Slow model training on my local RTX 4070 comp. to Google Colab Tesla T4

Hello everyone. I’m a complete noob and just getting my feet wet with Pytorch.

I’m using Anaconda, version: 23.7.4
Cuda version: 12.2.140
Python version : 3.11.5
Pytorch version: 2.1

I was following some tutorials, and have been using a free Google Colab account until now. Recently bought a new RTX 4070 and was very excited to stretch it’s legs. However, I was disappointed to see that it’s actually slower than a free Google Colab instance with a Tesla T4.

The model I used for testing is taken from one of the tutorials. Here it is:
Google Drive Link to Model

It takes around 3 minutes to hit 100000 epochs on T4 and on my GPU it takes around 3.5 minutes.

Even though the task manager shows the GPU load at 92%, there are some weird things going on.

When I train the model locally on my GPU, CPU0 is getting loaded 100%, while other cores are not stressed much.

Although it is loading a single core, torch.get_num_threads() returns 8. I tried setting it to torch.set_num_threads(os.cpu_count()) (which is 16), it did not change anything. Tried setting it to 1 also, the same result.

GPU temperature, GPU clock and memory clock are all extremely low for 90+% load, as you can see on the picture above.

It’s hovering around 500-700Mhz, when it is capable of 3Ghz.

Theoretically RTX 4070 should be much faster right? More cuda cores, higher frequencies etc. Yes T4 has more VRAM but, I’m hardly using 1Gig of VRAM anyways. I think I’m CPU limited, but even if that’s the case, I suspect that the single core the free Google Colab account gives me doesn’t have better single core performance than my overclocked Ryzen 5700. On the other hand GPU frequency behavior is super weird too.

What might be my problem? Thank you for your help.

Yes, you might be CPU-limited or the bottleneck might come from another part of the code, e.g. data loading. Create a full visual profile, e.g. via Nsight Systems, and compare both profiles to see where the bottleneck is. Alternatively, you could also narrow down the issue further by profiling separate parts of the code in isolation.

I have additional information.

nvidia-smi shows 0% utilization :confused: How the task manager measures the % load is a mystery.

Just as a sanity check, I set the device to CPU and run 100000 epochs couple times. Lo and behold, CPU is much faster :smiley: , solved the same model in 1 minute 40-45 seconds consistently every run.

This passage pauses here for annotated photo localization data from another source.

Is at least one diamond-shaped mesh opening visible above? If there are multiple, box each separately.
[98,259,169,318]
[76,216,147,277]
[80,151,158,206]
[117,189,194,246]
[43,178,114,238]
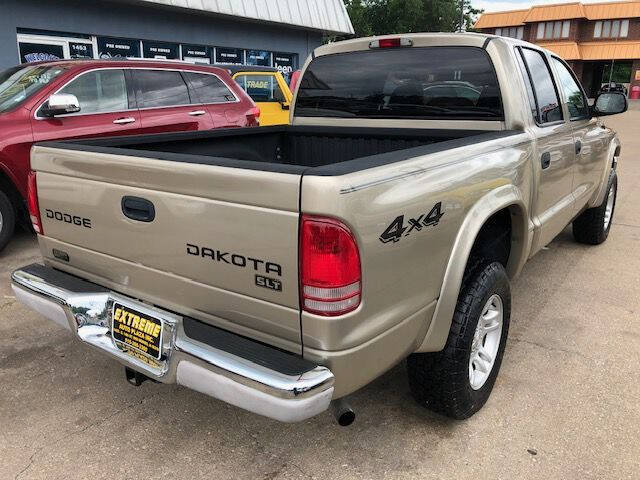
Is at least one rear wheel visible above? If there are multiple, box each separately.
[0,190,15,252]
[407,262,511,419]
[573,169,617,245]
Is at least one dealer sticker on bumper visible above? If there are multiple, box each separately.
[112,302,163,361]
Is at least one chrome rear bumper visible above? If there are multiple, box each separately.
[12,264,334,423]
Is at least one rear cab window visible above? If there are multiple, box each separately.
[295,47,503,120]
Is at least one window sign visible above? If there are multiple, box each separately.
[246,50,271,67]
[97,37,140,59]
[215,47,243,64]
[19,43,64,63]
[69,42,94,59]
[142,41,179,60]
[274,52,297,83]
[182,44,211,64]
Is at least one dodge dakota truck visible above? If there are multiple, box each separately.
[12,33,626,425]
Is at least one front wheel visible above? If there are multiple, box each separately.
[573,169,617,245]
[0,190,15,252]
[407,262,511,419]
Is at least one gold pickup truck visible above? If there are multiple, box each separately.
[12,33,626,426]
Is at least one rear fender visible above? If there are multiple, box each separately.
[589,136,620,208]
[415,184,529,352]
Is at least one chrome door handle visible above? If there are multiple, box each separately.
[188,110,206,116]
[113,117,136,125]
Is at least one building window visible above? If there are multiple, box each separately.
[536,20,570,39]
[594,19,629,38]
[495,26,524,39]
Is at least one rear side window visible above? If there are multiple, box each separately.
[551,57,589,120]
[183,72,236,103]
[60,69,128,114]
[296,47,502,120]
[520,49,563,124]
[235,74,286,103]
[135,70,190,108]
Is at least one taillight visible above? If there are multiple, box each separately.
[300,215,361,316]
[27,171,43,235]
[246,106,260,126]
[369,37,413,49]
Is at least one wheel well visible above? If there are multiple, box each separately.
[0,169,27,225]
[464,208,513,282]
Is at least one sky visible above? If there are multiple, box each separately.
[474,0,621,13]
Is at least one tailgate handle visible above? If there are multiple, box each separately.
[121,196,155,222]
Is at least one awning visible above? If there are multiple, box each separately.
[524,3,587,23]
[538,42,582,60]
[475,1,640,28]
[129,0,355,34]
[538,40,640,61]
[474,9,528,29]
[580,41,640,60]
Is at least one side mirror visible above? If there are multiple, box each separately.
[40,93,81,117]
[591,92,627,117]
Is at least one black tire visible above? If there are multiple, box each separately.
[0,190,16,252]
[407,262,511,419]
[573,169,617,245]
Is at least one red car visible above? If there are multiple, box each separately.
[0,59,260,251]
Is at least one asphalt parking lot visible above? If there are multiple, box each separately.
[2,110,640,480]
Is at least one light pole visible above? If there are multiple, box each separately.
[459,0,465,32]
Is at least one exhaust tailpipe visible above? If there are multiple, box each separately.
[330,398,355,426]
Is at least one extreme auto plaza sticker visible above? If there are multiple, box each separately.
[112,303,163,365]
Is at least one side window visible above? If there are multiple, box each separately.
[521,48,563,124]
[551,57,589,120]
[235,74,285,103]
[135,70,190,108]
[59,69,127,114]
[515,49,538,122]
[182,72,236,103]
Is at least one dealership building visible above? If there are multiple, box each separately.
[475,1,640,97]
[1,0,353,81]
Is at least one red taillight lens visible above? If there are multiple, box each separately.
[27,171,43,235]
[300,215,361,316]
[246,106,260,126]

Also all cores were being utilized.

So I guess there are models that are better trained on CPU’s for some reason?

I have no idea how to use Nsight, just poked around on it’s UI. I gave the vs code executable with command line argument -r and pointed the working directory to where the .ipynb is. Launched it, ran the notebook, said no kernel was profiled. I guess it doesn’t work like that. I think it works with the vs code add-on and I should run the code in some sort of a debugging mode with the help of the extension. I need to read some documentation, this tool is alien to me as of now.